Akan tetapi, pendidikan sebagai pembebasan tersebut, tidak akan terjadi ketika metodologi yang digunakan dalam pendidikan tidak tepat. Freire sendiri memang dikenal sebagai pemikir dan aktivis yang mempunyai kepekaan mendalam terhadap persoalan kemiskinan, kesengsaraan, dan ketertindasan. Perhatian Freire terhadap persoalan tersebut dipengaruhi juga dari pengalaman pahitnya sebagai warga dunia ketiga yang hidup di daerah miskin. Freire sendiri lahir pada 1921 di Recife, Brazil.

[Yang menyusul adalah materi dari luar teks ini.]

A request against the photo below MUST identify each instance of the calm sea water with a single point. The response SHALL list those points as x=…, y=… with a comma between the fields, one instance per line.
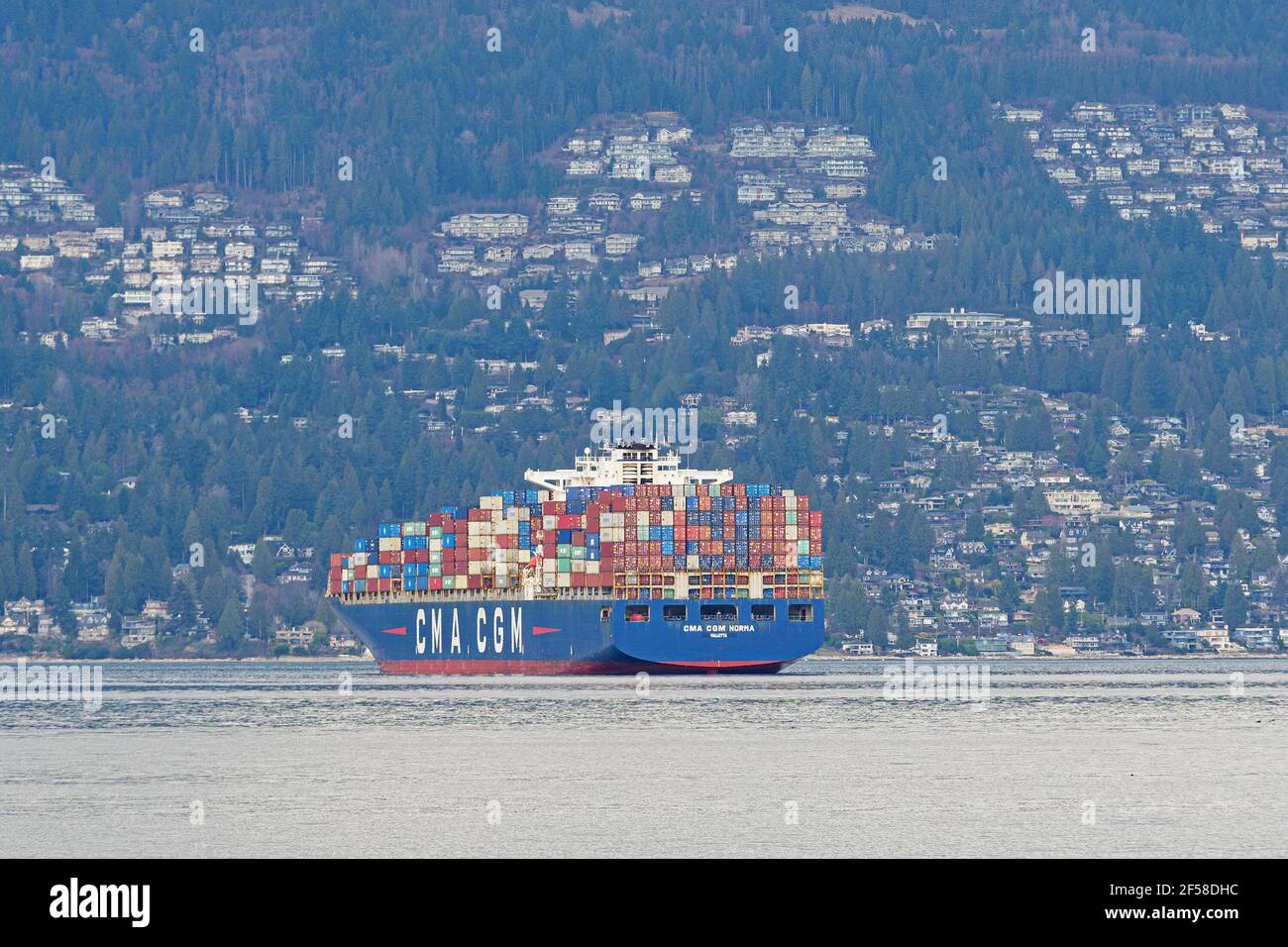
x=1183, y=757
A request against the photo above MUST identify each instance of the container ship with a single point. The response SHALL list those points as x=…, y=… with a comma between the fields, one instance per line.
x=627, y=562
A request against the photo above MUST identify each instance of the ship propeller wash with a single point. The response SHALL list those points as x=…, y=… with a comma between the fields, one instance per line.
x=626, y=562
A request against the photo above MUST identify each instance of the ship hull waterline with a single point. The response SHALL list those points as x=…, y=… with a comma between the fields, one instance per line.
x=585, y=637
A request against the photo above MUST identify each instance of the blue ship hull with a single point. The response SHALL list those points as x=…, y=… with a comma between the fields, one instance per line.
x=587, y=637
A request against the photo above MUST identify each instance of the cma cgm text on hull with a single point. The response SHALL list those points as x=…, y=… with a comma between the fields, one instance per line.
x=625, y=562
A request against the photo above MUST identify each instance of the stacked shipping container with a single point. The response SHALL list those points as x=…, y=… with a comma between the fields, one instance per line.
x=732, y=540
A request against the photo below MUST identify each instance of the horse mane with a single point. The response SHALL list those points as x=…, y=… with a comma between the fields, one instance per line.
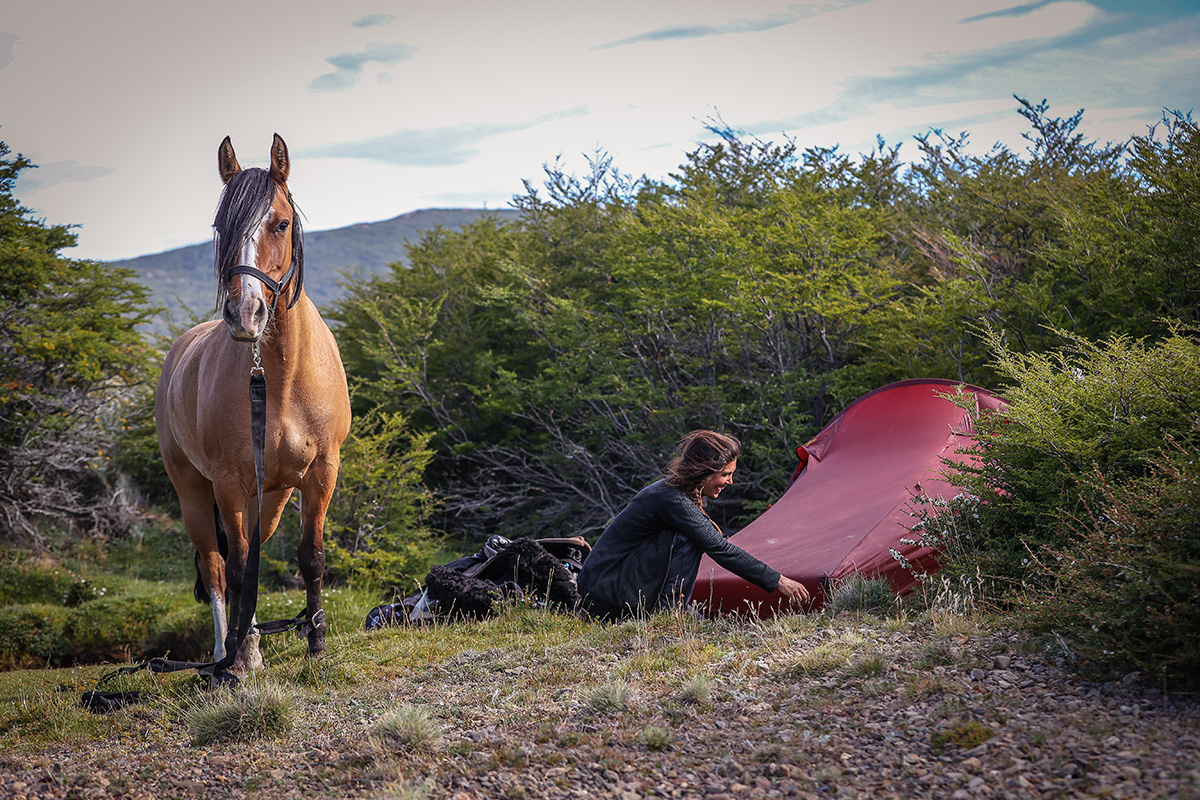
x=244, y=203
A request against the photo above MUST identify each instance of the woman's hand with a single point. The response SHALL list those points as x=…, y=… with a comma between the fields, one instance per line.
x=791, y=589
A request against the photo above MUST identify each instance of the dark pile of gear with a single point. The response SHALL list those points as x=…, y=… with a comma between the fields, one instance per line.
x=543, y=570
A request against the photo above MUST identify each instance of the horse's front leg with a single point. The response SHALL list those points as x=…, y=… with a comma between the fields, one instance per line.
x=315, y=497
x=239, y=518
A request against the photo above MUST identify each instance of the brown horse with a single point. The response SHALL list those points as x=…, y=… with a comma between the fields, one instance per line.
x=202, y=409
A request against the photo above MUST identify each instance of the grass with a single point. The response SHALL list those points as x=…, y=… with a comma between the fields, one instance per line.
x=610, y=697
x=253, y=710
x=857, y=593
x=406, y=728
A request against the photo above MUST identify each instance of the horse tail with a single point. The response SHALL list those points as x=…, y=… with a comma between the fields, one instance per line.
x=202, y=594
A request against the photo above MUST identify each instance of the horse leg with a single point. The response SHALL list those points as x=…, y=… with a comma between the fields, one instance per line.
x=199, y=521
x=315, y=497
x=240, y=518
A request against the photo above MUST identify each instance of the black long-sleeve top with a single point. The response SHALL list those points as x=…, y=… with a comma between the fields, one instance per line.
x=628, y=566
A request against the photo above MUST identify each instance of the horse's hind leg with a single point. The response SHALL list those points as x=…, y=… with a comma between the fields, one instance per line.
x=315, y=497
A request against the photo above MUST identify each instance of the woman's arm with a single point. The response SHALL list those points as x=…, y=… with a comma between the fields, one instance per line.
x=682, y=513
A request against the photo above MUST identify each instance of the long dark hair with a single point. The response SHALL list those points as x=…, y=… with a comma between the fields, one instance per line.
x=699, y=456
x=244, y=203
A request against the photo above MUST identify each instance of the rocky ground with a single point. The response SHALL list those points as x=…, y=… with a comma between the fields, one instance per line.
x=843, y=708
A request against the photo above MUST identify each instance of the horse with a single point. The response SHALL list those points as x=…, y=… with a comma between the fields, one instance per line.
x=267, y=323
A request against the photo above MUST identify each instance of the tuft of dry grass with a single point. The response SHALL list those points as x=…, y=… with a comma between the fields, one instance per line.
x=253, y=710
x=408, y=728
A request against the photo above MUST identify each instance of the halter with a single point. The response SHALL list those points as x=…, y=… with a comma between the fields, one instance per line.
x=276, y=287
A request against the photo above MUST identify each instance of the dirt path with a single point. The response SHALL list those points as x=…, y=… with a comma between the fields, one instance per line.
x=846, y=709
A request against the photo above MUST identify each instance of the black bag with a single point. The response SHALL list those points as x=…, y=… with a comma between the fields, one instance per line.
x=545, y=569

Hal itu yang saya rasa menjadi salah satu faktor yang membentuk pemikiran Freire. Bahwa pendidikan seharusnya menjadi pembebas. Pendidikan mestinya juga menjadi sarana untuk membangun kesadaran kritis, termasuk mengenai apa-apa yang menyebabkan adanya keterindasan, kemiskinan dan sebagainya. Akan tetapi, pendidikan yang diidealisasikan oleh Freire berikut tujuannya tersebut menjadi sulit terwujud ketika metodologi pendidikan masih menekankan pada mode pendidikan “gaya bank”.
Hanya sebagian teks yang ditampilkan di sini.